Risk and rationality

 

It is also the contention of this theory that life on the Savannah Plain, with its inherent resource uncertainty and mortal dangers, etched in humans the tendency to avoid losses except when threatened. While humans are loss averse when comfortable, we panic when threatened and indulge in many irrational activities.

 

Examples of such behaviour include the apparently irrational move by many traders to double up positions when the stock moves down and to sell while the stock is still rising. Both are classic examples of panic when threatened and risk aversion. Traders do have their informal rules of thumb such as "cut your losses and let your profits run", but they also admit that it is the most difficult thing to learn.

 

The same instinct also makes people more productive when layoffs, which do not specify who will go, are announced by companies. These situations force people to go to any lengths to avoid the pain of that loss. But when companies close entire divisions, people indulge in acts of aggression and violence, which though smacks of irrationality, is but a reaction to a threatening gesture.

 

So any activity that will call for risky behaviour on the employee's part will not be very successful and it is precisely the reason why many organisations find that making employees think out of the box a very difficult proposition, because creativity and risk are but the two sides of the same coin.
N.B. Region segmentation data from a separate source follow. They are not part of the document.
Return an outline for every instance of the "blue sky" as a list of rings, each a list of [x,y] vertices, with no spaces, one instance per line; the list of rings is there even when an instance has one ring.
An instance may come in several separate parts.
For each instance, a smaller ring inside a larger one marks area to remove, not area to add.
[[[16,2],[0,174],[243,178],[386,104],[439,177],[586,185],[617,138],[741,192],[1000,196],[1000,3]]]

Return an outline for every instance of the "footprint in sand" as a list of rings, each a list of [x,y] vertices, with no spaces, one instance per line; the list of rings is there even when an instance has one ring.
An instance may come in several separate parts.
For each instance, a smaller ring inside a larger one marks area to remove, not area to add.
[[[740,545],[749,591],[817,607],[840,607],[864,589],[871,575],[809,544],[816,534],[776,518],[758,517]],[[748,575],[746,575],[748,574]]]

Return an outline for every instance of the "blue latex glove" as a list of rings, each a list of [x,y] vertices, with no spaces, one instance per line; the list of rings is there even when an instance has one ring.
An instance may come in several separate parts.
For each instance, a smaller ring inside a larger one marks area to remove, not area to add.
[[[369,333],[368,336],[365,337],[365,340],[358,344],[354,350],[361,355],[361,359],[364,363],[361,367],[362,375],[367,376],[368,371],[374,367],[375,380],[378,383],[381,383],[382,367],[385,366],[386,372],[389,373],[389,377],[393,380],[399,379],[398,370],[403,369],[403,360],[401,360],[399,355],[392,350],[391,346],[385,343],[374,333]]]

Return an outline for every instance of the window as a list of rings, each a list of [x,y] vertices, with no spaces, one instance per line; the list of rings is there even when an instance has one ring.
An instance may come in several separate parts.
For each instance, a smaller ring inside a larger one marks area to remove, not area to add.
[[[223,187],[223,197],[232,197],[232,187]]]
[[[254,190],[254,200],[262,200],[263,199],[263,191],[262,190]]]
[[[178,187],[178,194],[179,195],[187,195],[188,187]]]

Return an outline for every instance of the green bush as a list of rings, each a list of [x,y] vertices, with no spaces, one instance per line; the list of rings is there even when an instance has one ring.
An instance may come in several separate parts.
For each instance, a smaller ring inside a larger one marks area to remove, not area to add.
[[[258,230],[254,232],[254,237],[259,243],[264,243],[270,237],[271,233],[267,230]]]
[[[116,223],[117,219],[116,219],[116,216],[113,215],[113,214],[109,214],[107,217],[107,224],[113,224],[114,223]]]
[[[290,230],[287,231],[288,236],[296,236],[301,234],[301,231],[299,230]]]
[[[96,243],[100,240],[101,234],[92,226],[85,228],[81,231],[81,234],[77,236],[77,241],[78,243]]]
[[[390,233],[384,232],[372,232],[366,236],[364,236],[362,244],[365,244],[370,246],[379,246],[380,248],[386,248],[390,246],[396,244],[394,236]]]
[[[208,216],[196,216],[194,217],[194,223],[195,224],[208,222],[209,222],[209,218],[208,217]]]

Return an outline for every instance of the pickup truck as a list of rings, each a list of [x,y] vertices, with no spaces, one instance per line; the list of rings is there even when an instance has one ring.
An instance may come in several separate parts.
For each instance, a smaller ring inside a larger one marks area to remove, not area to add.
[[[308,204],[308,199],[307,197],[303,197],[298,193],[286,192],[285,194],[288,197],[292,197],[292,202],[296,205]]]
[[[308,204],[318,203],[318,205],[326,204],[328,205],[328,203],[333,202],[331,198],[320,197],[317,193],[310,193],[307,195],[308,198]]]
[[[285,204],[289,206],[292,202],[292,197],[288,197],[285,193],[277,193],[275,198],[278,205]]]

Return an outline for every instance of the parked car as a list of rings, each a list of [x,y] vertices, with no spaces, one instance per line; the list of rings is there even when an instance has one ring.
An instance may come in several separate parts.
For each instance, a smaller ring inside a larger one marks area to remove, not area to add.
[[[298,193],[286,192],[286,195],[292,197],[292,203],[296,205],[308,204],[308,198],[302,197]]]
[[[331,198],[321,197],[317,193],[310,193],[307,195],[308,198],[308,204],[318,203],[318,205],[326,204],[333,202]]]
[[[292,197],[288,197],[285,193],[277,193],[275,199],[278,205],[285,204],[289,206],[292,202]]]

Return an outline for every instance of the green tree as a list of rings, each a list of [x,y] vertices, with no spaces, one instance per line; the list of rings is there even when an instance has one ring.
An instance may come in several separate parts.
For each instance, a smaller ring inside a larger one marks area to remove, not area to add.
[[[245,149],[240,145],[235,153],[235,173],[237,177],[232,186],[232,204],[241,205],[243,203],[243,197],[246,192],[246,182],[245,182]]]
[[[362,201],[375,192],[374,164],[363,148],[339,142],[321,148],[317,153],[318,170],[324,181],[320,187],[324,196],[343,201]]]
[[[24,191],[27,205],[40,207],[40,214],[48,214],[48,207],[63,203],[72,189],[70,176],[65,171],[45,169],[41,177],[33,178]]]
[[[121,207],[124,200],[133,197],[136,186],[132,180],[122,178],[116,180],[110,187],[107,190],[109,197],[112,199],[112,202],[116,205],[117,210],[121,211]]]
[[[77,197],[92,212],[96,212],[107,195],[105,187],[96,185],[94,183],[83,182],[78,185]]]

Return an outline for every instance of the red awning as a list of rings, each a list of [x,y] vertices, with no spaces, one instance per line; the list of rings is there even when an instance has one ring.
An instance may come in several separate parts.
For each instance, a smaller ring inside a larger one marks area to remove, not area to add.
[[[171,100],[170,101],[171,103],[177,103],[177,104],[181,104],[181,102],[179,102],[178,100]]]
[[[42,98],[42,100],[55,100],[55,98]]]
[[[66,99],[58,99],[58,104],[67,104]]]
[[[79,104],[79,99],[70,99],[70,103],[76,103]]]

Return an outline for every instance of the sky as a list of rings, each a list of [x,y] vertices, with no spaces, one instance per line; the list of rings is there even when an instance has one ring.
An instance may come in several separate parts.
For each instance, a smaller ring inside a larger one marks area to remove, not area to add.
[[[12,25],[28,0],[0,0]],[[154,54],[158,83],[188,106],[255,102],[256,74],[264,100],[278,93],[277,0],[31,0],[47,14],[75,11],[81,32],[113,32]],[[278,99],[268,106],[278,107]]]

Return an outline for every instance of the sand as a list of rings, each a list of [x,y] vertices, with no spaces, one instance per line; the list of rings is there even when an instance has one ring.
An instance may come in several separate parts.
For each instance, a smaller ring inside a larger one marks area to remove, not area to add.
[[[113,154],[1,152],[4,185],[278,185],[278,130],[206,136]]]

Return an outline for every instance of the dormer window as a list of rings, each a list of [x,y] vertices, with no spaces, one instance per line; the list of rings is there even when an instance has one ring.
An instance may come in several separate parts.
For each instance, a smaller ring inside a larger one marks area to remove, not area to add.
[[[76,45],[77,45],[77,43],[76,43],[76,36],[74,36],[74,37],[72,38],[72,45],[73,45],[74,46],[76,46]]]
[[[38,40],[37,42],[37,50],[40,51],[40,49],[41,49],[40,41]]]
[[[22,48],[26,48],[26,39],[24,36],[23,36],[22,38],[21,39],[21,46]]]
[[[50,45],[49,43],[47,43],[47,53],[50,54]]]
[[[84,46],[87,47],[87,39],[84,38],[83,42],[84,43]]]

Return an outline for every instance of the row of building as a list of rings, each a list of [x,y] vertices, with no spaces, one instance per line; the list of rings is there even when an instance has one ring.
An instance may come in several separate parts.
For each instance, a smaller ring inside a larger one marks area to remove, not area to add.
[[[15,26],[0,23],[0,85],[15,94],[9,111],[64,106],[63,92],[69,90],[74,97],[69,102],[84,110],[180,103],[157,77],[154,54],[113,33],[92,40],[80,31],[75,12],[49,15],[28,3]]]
So what should managers do?

 

Nigel Nicholson in the article titled "How Hardwired is Human Behaviour" has, in fact, gone on to say that "the most concrete take-away from this contention is that if you want people to be risk takers, frame the situation as very threatening.

 

The competition is going to destroy us with a new product. Or, our brand has lost its cache and our market share is slipping fast. On the other hand, if you want people to eschew risk taking behaviours, make sure they feel secure by telling them how successful the business is".

 

A final word?

 

Being very provocative, evolutionary psychology has had its own share of controversies. It squarely places itself in the "nature" school as against the "nurture" school of biological thinking and, as a result, has an aura of fatality around it. As Nicholson points out "its tenets directly dispute a great deal of popular management theory, which contends that people can change their personalities if correctly trained or motivated".

 

The last word has not been written on the subject, but the perspectives gained so far have the potential to change the way managers think about their organisation and its members. If not anything, at least it would be wise to remember that the modern skull of the manager holds a stone age brain!